Sports

BASEBALL; Say Hey, Say Goodbye as Bonds Ties Mays at 660

By VITTORIO TAFUR
Published: April 13, 2004

It was a great day for Barry Bonds before he hit home run No. 660 into the water beyond the right-field brick wall on Monday. After being booed and taking his lumps in Houston and in San Diego, Bonds returned home and was showered with love. Not only from his family, but from his fans.

The SBC Park capacity crowd of 42,548 gave Bonds two standing ovations before the home opener started. The third standing ovation came in the fifth inning, when Bonds turned on a 3-1 inside fastball from Milwaukee's Matt Kinney and hit a 442-foot home run that tied his godfather, Willie Mays, for third on baseball's career home run list. Everyone at SBC Park knew the ball was gone the second he hit it, and Bonds immediately threw up his arms and let out a big sigh.

''It is great to be home,'' Bonds said after the Giants' 7-5 victory. ''This is the best feeling right now, the icing on the cake.
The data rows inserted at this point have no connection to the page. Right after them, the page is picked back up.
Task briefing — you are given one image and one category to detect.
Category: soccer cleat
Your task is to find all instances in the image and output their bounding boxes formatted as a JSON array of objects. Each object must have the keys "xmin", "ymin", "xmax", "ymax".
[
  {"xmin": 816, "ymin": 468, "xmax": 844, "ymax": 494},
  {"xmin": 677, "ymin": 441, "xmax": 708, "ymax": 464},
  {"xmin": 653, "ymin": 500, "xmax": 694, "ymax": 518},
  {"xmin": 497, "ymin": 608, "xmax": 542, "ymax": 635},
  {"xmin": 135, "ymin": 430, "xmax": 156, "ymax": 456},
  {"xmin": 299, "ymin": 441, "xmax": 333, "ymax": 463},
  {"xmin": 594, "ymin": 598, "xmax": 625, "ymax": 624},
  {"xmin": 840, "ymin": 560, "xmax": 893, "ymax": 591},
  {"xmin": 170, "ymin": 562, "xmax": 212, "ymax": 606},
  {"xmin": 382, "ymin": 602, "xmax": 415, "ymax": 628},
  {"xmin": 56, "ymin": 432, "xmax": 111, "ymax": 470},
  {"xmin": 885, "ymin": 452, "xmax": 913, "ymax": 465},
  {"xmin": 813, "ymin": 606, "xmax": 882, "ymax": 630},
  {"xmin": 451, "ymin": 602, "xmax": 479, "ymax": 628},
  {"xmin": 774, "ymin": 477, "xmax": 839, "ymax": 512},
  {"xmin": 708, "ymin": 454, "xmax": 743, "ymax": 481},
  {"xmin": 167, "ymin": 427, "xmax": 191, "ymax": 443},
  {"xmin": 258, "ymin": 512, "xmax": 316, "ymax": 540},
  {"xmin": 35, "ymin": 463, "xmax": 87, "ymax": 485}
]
It was like a weight was lifted off of my shoulders.''

The three-run homer gave San Francisco a 5-4 lead, and Bonds finished the day 3 for 3 with four runs batted in and a walk.

''They gave him one pitch all day that he could pull, and the big guy was ready for it,'' Giants Manager Felipe Alou said.

Bonds had 24 at-bats since his last homer, last Monday at Houston, a drought of sorts that kept Mays on his first road trip in 30 years. Mays had wanted to present Bonds with a shiny torch that he received when he ran a leg in the 2002 Olympics torch run and embellished with diamonds that said 660 and 661. He watched the games in Houston and San Diego on television from the equipment rooms in the visiting clubhouse.

On Monday, he saw the blast from the Giants' equipment room, grabbed his torch, met Bonds five feet from the dugout and passed it to him. Mays held it while the two posed for photographs and soaked up another round of applause as the game was interrupted.

The homer was Bonds's fourth in five home openers here.

Bonds was first applauded when the lineups were announced, then again when Wayne Gretzky and Bill Russell presented Bonds with his sixth Most Valuable Player award. Gretzky and Bonds are two of the four athletes in the four major pro sports to win six M.V.P. awards, along with Gordie Howe and Kareem Abdul-Jabbar. Russell, the star center with the Boston Celtics and the University of San Francisco, won five.

''Barry is one of the great athletes of all time,'' Gretzky said.

Russell was close friends with Bonds's father, Bobby, and said that he wanted to honor both.